Nos demais casos de permuta, aplica-se a regra prevista no artigo 132, II do RIR/2018, na qual apenas a parcela recebida a título de torna será tributada pelo IRPF como ganho de capital.

Michel Siqueira Batista e Caio Persici: A Solução de Consulta se limita aos casos envolvendo ganho de capital auferido por pessoas físicas em operações de troca de bem imóvel (terreno com edificação) por unidades a construir, ainda que formalizada por meio de escritura pública de compra e venda, celebrada em conjunto com escritura pública de novação, confissão de dívida e promessa de dação em pagamento de unidades autônomas. É uma sinalização importante para os contribuintes que pretendem realizar operações de permuta por unidades imobiliárias com terrenos que já tenham edificações.

De qualquer forma, as operações que envolvam terrenos sem edificações e operações de permutas sem previsão de recebimento de torna lavradas através de escritura pública permanecem excluídas do ganho de capital.


– Em sua visão, o entendimento presente na Solução de Consulta Cosit nº 128/24 é bem fundamentado?

Lígia Merlo e Anna Flávia Moreira: Pela leitura da Solução de Consulta Cosit nº 128/2024, parece-nos que a Receita Federal deixou de considerar que o interesse da incorporadora se restringia ao terreno, e não visava ao imóvel residencial que foi objeto da negociação.

De qualquer forma, apesar de a Receita Federal ter adotado uma interpretação restritiva do §1º do artigo 132 do RIR/2018, o entendimento de afastar a equiparação do caso analisado com uma operação de permuta de unidades imobiliárias foi bem fundamentado – especialmente considerando que as autoridades fiscais estão vinculadas ao artigo 111, II do CTN, que veda a interpretação extensiva de normas que implicam em dispensa de tributação.

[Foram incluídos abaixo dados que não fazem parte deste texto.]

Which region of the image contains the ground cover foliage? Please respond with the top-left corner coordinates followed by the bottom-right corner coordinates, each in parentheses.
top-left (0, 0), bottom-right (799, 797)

Michel Siqueira Batista e Caio Persici: É um posicionamento baseado em uma interpretação restritiva da norma (inciso II do artigo 111 do CTN), sobretudo considerando que em operações deste tipo o interesse das incorporadoras, geralmente, é no terreno, e não na edificação. Tendo em vista que esse arranjo contratual é comum nesse tipo de operação, convém avaliar medidas judiciais para afastar o entendimento da Receita Federal.